We should have voteCounters for multiple candidate questions. I hope we'll eventually have IRV (instant runoff) and various forms of proportional representation.

ElectionManager

The election manager has a role in governance, but not a specific API. The manager's role is to make the setup of particular elections legible to voters and other observers. The current example is the ContractGovernor, which manages changes to contract parameters. There should also be managers that

  • take some action (i.e. add a new collateral type to the AMM) when a vote passes.
  • manage a plebiscite among stake holders to allow participants to express opinions about the future of the chain.

Reading data off-chain

Governed contracts publish along with the contract they're governing. See [../inter-protocol/README.md].

Committee contracts also publish the questions posed.
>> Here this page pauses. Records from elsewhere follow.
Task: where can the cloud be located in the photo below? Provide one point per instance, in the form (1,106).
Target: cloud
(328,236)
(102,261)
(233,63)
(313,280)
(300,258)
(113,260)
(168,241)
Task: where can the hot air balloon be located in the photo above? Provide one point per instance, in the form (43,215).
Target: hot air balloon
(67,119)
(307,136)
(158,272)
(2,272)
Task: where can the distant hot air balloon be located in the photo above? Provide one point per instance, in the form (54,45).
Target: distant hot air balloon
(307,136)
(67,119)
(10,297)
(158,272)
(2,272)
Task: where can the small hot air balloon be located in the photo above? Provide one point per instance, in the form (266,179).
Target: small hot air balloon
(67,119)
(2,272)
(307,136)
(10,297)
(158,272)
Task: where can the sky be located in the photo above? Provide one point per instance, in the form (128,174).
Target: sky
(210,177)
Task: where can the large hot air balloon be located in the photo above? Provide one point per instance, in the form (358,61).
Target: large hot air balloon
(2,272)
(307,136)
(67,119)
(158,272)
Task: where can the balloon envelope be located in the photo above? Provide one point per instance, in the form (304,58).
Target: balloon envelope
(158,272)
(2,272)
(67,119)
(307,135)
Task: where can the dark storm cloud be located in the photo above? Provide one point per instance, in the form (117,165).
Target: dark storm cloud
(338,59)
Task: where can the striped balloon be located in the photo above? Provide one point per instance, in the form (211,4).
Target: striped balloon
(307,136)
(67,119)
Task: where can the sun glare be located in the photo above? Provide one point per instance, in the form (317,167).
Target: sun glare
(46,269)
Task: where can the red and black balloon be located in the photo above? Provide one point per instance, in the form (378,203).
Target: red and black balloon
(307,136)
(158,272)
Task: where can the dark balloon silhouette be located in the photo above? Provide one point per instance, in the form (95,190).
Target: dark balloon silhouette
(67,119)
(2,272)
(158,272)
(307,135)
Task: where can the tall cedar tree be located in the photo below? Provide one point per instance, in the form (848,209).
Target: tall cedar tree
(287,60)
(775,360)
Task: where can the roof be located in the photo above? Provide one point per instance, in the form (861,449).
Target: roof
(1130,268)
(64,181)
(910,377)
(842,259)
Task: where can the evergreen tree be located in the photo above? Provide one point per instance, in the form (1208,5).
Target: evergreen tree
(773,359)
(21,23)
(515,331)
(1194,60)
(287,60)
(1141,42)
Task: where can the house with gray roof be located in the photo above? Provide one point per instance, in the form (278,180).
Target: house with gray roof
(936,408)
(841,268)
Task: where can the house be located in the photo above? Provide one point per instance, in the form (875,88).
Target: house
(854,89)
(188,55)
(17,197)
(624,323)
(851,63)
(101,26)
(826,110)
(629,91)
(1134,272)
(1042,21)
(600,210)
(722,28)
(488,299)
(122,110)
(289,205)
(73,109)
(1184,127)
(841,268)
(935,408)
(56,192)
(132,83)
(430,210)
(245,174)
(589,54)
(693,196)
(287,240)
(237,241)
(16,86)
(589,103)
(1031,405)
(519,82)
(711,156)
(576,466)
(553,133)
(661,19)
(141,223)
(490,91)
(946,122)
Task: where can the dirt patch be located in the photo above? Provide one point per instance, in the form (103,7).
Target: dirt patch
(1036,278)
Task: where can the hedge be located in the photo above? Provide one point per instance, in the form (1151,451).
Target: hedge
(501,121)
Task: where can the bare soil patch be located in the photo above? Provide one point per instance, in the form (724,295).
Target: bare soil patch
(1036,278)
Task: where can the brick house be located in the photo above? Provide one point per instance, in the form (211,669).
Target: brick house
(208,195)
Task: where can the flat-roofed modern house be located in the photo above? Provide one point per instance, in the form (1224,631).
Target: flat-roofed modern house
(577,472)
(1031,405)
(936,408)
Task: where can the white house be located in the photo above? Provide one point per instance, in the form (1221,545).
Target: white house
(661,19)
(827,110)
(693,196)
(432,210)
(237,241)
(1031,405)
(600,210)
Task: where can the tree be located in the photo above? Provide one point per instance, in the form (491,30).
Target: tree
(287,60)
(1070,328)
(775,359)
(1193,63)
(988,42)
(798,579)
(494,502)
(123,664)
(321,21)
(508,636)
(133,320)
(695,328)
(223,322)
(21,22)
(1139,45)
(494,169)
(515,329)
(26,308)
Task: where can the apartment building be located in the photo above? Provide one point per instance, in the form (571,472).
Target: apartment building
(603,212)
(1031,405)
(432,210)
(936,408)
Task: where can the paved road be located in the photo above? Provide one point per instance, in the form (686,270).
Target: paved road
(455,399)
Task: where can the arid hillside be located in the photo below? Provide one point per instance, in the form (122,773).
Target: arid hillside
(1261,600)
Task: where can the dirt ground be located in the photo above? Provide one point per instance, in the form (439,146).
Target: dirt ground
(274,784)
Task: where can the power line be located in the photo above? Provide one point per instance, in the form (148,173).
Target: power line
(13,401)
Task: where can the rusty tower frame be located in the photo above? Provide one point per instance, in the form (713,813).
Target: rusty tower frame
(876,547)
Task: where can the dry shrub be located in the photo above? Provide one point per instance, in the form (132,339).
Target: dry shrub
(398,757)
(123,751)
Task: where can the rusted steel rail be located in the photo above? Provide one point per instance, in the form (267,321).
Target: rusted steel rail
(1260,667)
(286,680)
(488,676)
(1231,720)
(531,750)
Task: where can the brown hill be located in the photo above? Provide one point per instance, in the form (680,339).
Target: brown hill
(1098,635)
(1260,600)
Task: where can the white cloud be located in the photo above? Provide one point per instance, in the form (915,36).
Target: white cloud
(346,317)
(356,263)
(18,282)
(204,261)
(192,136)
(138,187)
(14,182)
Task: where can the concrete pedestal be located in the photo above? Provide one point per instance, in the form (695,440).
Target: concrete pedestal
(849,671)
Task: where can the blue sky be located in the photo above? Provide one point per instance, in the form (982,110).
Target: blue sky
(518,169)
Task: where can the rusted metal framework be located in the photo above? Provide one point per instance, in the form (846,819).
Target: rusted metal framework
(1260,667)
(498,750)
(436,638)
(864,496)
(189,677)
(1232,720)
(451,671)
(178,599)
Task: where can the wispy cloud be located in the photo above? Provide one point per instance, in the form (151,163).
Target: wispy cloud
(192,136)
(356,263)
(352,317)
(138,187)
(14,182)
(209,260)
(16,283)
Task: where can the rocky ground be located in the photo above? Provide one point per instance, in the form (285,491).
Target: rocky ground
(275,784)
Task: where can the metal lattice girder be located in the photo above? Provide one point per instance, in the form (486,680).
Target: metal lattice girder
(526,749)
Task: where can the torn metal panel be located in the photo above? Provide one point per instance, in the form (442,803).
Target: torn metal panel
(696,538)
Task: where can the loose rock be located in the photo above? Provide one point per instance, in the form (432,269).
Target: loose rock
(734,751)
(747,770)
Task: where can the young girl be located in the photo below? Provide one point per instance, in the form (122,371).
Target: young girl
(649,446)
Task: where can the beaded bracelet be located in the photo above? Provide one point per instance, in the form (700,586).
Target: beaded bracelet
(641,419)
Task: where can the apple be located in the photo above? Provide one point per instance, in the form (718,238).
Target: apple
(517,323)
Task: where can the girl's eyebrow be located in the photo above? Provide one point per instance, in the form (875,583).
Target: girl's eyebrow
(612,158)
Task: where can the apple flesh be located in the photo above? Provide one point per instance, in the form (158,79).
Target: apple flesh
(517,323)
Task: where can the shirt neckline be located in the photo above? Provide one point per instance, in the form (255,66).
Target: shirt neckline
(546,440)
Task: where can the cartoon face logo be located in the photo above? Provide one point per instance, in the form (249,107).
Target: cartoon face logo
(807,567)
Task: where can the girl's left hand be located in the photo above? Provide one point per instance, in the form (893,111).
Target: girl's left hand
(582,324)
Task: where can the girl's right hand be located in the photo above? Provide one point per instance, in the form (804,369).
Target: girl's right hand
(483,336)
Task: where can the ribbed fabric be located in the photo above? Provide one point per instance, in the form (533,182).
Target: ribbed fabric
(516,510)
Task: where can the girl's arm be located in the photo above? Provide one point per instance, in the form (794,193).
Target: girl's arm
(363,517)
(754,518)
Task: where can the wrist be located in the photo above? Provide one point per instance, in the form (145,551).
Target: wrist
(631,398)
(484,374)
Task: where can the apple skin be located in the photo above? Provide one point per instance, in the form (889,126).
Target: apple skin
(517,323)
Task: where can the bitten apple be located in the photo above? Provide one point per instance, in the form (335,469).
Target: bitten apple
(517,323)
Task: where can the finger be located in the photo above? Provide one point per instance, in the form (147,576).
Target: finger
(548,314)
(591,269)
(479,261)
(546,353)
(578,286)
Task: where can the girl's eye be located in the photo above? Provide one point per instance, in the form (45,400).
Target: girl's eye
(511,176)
These can then be followed off-chain like so,

  const key = `published.committee.questions`; // or whatever the stream of interest is
  const leader = makeDefaultLeader();
  const follower = makeFollower(storeKey, leader);
  for await (const { value } of iterateLatest(follower)) {
    console.log(`here's a value`, value);
  }

Demo

Start the chain in one terminal:

cd packages/cosmic-swingset
make scenario2-setup scenario2-run-chain-economy

Once you see a string like block 17 commit then the chain is available. In another terminal,

# shows keys of the committees node
agd query vstorage keys 'published.committees'
# shows keys of the economic committee node
agd query vstorage keys 'published.committees.Economic_Committee'
# follow questions
agoric follow :published.committees.Economic_Committee.latestQuestion

Note that there won't be 'published.committees.Economic_Committee.latestQuestion until some .addQuestion() call executes.